Analysing The Example

Before we move forward, let's take a look at the example files:

Instructions

We can see 7 custom-assembly instructions on the example.asm file and 7 3-hex assembled instructions on the left. To understand the structure of this a bit more, let's take a look at how instructions are broken down in the circuit:

Instructions

The instruction that's stored in WR is broken down in 21 bits. The structure is the following:

opcode	arg1	arg2
16-20	8-15	0-7

The opcode takes 5 bits while both the arguments take 8 bits each. This means we can represent all of them with one byte each.

Breaking Down The Instrucitons

Looking back at the example:

Instructions

Let's take a look at the instructions:

movl ax, 10

turns into 10000a when assembled. We can break that down to [10][00][0a] or:

opcode	arg1	arg2
10	00	0a

Which basically tells us:

The instruction is 0x10, so movl
The first argument is 00, so it corresponds to the first register ax
The second argument is 0x0a, which corresponds to the hex value 0A or decimal 10
Summarizing, we move the value 0x0A into ax

The same very basic logic goes for every other instruction. Now if we knew every instruction's opcode, we could technically assemble any instruction we find in our way.

Labels

Before we get to that, let's also look at our 7th instruction:

movl bx, :sub1

This instruction obviously moves the label :sub1 into the register bx. This instruction gets turned into 100101 or:

opcode	arg1	arg2
10	01	01

Where arg2 is obviously the label. The value 1 is given to us to point to label :sub1, which is right before the second instruction. This would mean that a label is an address pointer, so we would also need to keep track of those in our assembler.

Reversing The Opcodes

We now know the structure that we want to assemble into. What we're missing is the opcodes. Let's open up our CPU instructions again:

Instructions

Clicking on any one of those will take us to the corresponding circuit that handles the instruction. For example, let's go to the CALL instruction:

Instructions

We see the entire CALL circuit. We can see a couple of inputs here. The ones that we care about are:

IR (Instruction Register)
AX, BX, CX, DX (General Purpose Registers)

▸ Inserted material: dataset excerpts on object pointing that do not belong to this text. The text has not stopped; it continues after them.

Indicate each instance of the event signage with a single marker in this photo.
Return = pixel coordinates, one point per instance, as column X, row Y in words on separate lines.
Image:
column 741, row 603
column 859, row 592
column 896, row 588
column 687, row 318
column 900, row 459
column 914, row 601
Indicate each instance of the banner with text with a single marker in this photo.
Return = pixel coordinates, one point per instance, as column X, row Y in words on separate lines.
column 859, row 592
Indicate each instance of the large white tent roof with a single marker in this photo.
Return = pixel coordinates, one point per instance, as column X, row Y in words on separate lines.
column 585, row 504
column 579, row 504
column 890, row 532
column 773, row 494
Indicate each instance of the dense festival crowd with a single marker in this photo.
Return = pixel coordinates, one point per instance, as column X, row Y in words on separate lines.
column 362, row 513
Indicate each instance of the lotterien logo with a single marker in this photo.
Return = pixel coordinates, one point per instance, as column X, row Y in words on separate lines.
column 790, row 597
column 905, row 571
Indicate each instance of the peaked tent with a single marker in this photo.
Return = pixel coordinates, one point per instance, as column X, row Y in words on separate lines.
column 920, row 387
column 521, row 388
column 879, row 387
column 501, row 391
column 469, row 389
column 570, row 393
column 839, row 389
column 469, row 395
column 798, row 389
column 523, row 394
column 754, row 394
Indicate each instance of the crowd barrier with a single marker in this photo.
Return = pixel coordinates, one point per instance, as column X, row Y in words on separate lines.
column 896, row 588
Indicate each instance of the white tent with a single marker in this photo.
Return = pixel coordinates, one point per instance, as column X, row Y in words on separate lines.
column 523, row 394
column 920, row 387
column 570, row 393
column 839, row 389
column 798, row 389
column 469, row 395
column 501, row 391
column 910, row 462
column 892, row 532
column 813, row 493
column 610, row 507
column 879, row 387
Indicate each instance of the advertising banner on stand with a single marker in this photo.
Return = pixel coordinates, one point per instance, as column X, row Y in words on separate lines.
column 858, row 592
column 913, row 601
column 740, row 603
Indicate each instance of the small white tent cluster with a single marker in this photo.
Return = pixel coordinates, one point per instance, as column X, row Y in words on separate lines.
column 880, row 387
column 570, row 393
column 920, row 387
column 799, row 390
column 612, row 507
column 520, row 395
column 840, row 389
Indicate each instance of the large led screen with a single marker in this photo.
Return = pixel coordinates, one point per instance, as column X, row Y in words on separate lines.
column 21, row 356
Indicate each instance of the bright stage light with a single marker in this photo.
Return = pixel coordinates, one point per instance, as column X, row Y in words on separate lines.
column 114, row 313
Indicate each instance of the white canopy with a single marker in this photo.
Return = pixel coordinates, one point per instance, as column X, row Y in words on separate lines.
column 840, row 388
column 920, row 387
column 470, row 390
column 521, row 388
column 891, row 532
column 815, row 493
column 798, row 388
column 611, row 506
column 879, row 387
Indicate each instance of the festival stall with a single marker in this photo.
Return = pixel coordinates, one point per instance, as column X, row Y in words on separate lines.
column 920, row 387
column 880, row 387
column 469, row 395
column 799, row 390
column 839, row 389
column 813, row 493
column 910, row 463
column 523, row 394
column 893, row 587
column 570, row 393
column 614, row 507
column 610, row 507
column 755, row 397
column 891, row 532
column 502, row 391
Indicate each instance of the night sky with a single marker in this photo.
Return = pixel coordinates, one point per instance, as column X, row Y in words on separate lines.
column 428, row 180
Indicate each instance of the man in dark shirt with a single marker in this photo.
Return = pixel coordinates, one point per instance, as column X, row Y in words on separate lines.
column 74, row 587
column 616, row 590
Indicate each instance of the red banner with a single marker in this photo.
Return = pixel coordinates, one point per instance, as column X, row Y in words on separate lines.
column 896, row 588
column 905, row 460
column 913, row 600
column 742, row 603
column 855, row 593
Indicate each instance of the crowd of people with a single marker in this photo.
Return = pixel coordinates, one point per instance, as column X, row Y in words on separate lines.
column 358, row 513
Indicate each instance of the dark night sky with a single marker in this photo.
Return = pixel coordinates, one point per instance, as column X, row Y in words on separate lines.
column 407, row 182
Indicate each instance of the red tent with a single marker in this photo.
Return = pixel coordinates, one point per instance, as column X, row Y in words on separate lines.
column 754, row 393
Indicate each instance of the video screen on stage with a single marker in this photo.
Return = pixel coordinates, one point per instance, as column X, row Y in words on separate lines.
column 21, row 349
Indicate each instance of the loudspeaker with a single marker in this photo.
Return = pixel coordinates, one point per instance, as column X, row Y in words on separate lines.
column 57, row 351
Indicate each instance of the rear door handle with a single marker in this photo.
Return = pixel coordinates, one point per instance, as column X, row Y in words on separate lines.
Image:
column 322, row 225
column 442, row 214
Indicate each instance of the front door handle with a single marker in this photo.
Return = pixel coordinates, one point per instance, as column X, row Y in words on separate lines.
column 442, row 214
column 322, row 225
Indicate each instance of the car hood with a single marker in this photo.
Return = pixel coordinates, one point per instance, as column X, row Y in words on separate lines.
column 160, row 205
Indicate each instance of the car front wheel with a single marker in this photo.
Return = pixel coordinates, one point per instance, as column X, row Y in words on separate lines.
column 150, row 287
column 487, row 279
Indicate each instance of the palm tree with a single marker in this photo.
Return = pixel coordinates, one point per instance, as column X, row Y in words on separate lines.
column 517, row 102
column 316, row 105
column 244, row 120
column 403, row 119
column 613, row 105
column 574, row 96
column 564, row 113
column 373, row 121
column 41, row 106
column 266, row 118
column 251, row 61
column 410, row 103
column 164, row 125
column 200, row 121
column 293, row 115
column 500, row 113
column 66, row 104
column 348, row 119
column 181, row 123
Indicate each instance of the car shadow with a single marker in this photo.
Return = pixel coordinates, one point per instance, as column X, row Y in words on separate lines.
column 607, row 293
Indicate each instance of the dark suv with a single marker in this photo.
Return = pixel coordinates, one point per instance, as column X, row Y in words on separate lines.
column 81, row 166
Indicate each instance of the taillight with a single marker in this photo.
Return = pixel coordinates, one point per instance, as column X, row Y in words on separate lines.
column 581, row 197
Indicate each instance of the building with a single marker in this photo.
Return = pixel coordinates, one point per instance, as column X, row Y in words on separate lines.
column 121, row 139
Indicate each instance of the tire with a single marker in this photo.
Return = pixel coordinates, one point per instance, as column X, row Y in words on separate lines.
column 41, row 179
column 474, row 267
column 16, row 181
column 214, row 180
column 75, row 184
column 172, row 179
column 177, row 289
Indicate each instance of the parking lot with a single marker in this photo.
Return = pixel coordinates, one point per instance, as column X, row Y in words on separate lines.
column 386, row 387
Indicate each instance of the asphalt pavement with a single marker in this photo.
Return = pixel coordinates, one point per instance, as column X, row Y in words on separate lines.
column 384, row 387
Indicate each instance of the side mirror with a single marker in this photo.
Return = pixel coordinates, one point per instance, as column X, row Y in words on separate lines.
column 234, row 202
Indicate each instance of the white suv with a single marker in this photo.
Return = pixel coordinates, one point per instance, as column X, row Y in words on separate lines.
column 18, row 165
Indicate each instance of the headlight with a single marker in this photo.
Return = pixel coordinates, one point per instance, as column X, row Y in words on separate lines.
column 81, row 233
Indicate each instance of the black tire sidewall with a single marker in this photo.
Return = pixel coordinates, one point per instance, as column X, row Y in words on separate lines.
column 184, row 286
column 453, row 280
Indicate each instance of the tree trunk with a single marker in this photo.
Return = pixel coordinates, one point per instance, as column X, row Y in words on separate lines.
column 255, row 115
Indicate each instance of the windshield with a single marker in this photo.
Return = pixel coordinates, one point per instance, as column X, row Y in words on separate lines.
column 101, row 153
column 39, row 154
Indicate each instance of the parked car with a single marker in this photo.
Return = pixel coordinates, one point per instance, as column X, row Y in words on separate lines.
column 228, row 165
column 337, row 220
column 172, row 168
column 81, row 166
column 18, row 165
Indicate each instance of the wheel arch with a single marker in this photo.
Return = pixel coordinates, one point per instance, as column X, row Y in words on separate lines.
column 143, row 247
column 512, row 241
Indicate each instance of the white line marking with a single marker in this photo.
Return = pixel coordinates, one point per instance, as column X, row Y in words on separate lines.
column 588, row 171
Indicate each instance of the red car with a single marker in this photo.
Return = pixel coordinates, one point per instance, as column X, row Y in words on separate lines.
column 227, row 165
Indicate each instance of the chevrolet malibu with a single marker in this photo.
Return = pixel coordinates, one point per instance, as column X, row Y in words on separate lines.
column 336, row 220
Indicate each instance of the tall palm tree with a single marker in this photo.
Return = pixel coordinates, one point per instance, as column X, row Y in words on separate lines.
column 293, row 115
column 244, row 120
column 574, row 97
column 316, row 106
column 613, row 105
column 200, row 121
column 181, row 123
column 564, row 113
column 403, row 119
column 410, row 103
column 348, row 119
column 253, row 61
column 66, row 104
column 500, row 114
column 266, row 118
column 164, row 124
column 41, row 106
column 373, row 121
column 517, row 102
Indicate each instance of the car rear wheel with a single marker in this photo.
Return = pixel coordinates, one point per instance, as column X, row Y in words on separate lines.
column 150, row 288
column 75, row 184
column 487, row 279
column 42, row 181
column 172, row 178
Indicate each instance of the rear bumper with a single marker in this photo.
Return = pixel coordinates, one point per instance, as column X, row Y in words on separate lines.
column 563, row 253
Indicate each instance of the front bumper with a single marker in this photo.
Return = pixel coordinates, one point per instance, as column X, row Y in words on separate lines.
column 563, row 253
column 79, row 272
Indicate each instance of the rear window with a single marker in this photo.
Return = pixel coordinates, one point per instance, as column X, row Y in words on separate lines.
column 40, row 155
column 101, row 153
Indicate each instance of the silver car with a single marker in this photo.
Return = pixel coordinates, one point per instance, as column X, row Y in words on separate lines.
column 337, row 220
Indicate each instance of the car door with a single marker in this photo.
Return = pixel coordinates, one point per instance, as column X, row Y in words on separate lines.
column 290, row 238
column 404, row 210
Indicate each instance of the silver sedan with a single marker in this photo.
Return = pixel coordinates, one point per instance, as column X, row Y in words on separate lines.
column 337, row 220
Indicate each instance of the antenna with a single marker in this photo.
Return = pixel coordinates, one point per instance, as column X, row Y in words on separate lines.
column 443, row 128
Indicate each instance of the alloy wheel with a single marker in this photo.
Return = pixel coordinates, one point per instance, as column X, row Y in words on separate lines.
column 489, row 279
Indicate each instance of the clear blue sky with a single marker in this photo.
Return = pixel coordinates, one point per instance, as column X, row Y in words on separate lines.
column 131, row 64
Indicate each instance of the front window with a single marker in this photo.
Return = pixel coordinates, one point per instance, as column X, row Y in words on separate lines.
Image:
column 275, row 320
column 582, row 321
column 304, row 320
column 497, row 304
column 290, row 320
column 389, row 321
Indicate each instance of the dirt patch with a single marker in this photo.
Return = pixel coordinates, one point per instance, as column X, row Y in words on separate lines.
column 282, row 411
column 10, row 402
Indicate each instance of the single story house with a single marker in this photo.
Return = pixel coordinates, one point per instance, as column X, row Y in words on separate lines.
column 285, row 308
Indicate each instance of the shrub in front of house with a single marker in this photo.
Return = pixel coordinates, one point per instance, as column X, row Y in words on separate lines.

Let's look closer into the IR input:

Instructions

We can clearly see that this becomes 1, if and only if the value in IR is 10001 or 0x11. Voila, we found the opcode for CALL!. We can repeat this for any other instruction. Let's also check CJMP:

Instructions

Here we can instead see that IR goes into multiple AND gates. Each one of those is a specific jump instruction, i.e. JG (Jump Greater), JGE (Jump Greater Or Equal), JL (Jump Less) etc...

We can extract the opcodes for all of these. For example, we can see that JL becomes 1 if and only if IR is 01010 or 0x0a.

Assembling

Since we now know everything we need to assemble the code, let's write an assembler for this.

We first define the opcodes. I only define the ones we actually use in program.data:

Instructions

We can then define the registers:

Instructions

Before we start assembling, we also need to parse the labels:

Instructions

We come up with the following script:

# assembler.py
input = open('program.asm', 'r')
out = open('program.data', 'w+')

binary = []

# opcodes
opcodes = {
    'movl' : 0x10,
    'clr' : 0x03,
    'mmiv' : 0x17,
    'mmov' : 0x18,
    'call' : 0x11,
    'push' : 0x14,
    'sub' : 0x01,
    'cmp' : 0x13,
    'jnz' : 0x0e,
    'pop' : 0x15,
    'msk' : 0x1a,
    'mskb' : 0x1b,
    'jl' : 0x0a,
    'jmp' : 0x05,
    'ret' : 0x12
}

# registers
registers = {
    'ax' : 0x00,
    'bx' : 0x01,
    'cx' : 0x02,
    'dx' : 0x03
}

labels = {}

def make_operand(operand):
    # If addition on label
    if len(operand.split('+')) == 2:
        arr = operand.split('+')
        return str(hex(labels[arr[0]] + int(arr[1], 10))[2:]).zfill(2)

    # Convert depending on type
    if operand in registers:
        return str(hex(registers[operand])[2:]).zfill(2)
    elif operand in labels:
        return str(hex(labels[operand])[2:]).zfill(2)
    elif operand.startswith('0x'):
        return str(hex(int(operand, 16))[2:]).zfill(2)
    elif operand.isnumeric:
        return str(hex(int(operand, 10))[2:]).zfill(2)
    else:
        return str(hex(int(operand, 16))[2:]).zfill(2)
        
def parse_labels(lines):
    instruction_counter = 0
    for line in lines:
        l = line.strip()
        
        # parse labels
        if l.startswith(':'):
            labels[l] = instruction_counter
            continue
            
        instruction_counter += 1
    return
    
def compile():
    out.write('v2.0 raw\n')
    for instr in binary:
        out.write(instr + ' ')
    return

def parse():
    instruction_counter = 0
    lines = input.readlines()
    parse_labels(lines)
    print(labels)
    for line in lines:
        l = line.strip()

        if l.startswith(':'):
            continue

        instruction = ''
        opcode = l.split(' ')[0]
        instruction += str(hex(opcodes[opcode])[2:])
        
        # remove empty spaces
        args = [x.replace(',', '') for x in l.split(' ') if x != '']
        
        # check if instruction with no args
        if len(args) != 1:
            instruction += make_operand(args[1])
            instruction += make_operand(args[2])        
        else:
            instruction += '0000'
        
        binary.append(instruction)
        instruction_counter += 1
        

parse()
compile()
#print(labels)

And we use it to compile the binary.

Flag

We go back to our circuit and load our binary into the RAM:

Instructions

We then set the frequency to the highest and run the simulation with "Auto-Tick Enabled" and "Auto-Propagate":

Instructions

After a few minutes, the flag appears in the tty: